Querying is the first step in any data transformation workflow. In this section, you write T-SQL queries that filter, shape, join, aggregate, and apply window functions to the staging data.

  1. Select New SQL query to open a new query tab. Run the following query to filter completed orders and add calculated columns:

     -- Filter completed orders and add calculated columns
     SELECT
         order_id,
         customer_id,
         order_date,
         quantity,
         unit_price,
         quantity * unit_price AS line_total,
         ISNULL(discount, 0) AS discount,
         (quantity * unit_price) - ISNULL(discount, 0) AS net_amount,
         CASE
             WHEN quantity * unit_price > 200 THEN 'High'
             WHEN quantity * unit_price > 100 THEN 'Medium'
             ELSE 'Standard'
         END AS order_tier
     FROM staging.orders
     WHERE status = 'Completed';
    

    This query filters to completed orders, replaces null discounts with zero using ISNULL, calculates line totals and net amounts, and classifies each order into a tier using a CASE expression.

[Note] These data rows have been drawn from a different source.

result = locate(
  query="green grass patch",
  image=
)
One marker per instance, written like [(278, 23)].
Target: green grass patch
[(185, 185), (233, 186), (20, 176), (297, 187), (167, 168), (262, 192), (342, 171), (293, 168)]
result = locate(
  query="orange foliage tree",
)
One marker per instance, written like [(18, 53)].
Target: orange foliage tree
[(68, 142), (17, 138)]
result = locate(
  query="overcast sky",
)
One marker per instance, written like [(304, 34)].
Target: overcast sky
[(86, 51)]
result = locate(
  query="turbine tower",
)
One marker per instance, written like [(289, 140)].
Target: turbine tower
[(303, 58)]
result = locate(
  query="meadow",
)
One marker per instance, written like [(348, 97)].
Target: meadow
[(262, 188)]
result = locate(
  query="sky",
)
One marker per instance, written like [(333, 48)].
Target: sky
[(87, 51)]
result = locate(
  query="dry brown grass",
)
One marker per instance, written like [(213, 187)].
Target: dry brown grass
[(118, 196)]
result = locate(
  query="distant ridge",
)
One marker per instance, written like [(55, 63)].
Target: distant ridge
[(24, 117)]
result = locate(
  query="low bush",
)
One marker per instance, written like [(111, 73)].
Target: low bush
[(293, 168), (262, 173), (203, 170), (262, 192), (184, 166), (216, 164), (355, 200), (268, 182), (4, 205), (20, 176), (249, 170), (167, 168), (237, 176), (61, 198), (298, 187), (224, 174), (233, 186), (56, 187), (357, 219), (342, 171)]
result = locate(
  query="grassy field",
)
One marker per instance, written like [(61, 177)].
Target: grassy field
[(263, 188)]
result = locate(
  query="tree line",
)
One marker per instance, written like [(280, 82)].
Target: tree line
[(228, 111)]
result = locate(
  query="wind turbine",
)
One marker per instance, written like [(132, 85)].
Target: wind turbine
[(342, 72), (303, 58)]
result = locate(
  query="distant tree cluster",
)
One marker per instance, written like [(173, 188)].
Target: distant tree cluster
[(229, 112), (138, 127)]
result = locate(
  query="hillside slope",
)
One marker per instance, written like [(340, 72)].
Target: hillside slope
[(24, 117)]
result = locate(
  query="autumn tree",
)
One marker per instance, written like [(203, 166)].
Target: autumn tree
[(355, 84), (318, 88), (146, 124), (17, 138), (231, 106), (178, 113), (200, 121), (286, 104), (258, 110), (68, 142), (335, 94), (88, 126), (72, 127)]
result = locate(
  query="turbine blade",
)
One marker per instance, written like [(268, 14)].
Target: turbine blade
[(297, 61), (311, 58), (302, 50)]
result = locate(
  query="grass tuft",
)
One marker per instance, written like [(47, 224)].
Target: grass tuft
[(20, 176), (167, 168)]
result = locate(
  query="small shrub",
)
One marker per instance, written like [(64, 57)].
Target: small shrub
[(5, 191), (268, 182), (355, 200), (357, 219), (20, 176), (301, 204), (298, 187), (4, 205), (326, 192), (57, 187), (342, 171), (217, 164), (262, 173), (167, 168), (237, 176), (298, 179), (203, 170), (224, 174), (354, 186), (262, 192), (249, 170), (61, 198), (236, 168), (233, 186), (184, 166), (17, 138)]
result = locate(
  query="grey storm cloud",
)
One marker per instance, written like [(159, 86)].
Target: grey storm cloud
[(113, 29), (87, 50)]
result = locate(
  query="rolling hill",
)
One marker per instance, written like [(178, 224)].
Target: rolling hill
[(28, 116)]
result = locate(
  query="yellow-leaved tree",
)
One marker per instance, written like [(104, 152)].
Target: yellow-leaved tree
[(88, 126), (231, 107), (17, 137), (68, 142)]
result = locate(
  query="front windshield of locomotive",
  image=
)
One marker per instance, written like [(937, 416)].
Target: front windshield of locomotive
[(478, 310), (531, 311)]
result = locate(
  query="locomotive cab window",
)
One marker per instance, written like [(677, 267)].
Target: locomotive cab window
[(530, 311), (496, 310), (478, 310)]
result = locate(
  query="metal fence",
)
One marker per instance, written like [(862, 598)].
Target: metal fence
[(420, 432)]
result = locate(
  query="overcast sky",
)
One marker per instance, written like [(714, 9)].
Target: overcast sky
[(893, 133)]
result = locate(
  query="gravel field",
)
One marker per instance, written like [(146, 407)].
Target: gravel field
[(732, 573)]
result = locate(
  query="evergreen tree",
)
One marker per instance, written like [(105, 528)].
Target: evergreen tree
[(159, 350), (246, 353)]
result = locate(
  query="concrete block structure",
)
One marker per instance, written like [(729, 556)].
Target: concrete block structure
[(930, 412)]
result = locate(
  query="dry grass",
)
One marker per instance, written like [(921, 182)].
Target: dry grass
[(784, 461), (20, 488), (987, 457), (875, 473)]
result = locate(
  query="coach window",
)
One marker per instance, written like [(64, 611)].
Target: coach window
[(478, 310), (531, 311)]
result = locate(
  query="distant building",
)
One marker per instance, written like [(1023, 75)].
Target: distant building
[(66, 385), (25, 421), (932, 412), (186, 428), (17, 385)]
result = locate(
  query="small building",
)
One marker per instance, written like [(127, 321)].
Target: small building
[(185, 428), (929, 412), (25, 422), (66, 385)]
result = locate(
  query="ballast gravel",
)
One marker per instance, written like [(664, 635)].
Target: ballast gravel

  2. Select New SQL query and run the following query to join orders with customers and aggregate by region and segment:

     -- Join orders with customers and aggregate by region and segment
     SELECT
         c.region,
         c.segment,
         COUNT(*) AS order_count,
         SUM(o.quantity * o.unit_price) AS total_sales,
         AVG(o.quantity * o.unit_price) AS avg_order_value
     FROM staging.orders AS o
     INNER JOIN staging.customers AS c
         ON o.customer_id = c.customer_id
     WHERE o.status = 'Completed'
     GROUP BY c.region, c.segment
     ORDER BY total_sales DESC;
    

    The INNER JOIN combines each order with its customer details. The GROUP BY clause collapses rows into region and segment groups with aggregate measures.

  3. Select New SQL query and run the following query to apply window functions that compute running totals and order sequences per customer:

     -- Window functions: running totals and order sequences per customer
     SELECT
         o.customer_id,
         c.customer_name,
         o.order_date,
         o.quantity * o.unit_price AS line_total,
         ROW_NUMBER() OVER (
             PARTITION BY o.customer_id ORDER BY o.order_date
         ) AS order_sequence,
         SUM(o.quantity * o.unit_price) OVER (
             PARTITION BY o.customer_id ORDER BY o.order_date
         ) AS running_total,
         LAG(o.quantity * o.unit_price) OVER (
             PARTITION BY o.customer_id ORDER BY o.order_date
         ) AS prev_order_amount
     FROM staging.orders AS o
     INNER JOIN staging.customers AS c
         ON o.customer_id = c.customer_id
     WHERE o.status = 'Completed'
     ORDER BY o.customer_id, o.order_date;
    

    Unlike GROUP BY, window functions keep every row in the result. ROW_NUMBER assigns a sequence within each customer’s orders, SUM ... OVER computes a running total, and LAG retrieves the previous order’s amount for comparison.

    Customers with multiple orders (like Contoso Ltd) show increasing running totals and sequential order numbers. The first order for each customer shows NULL for prev_order_amount.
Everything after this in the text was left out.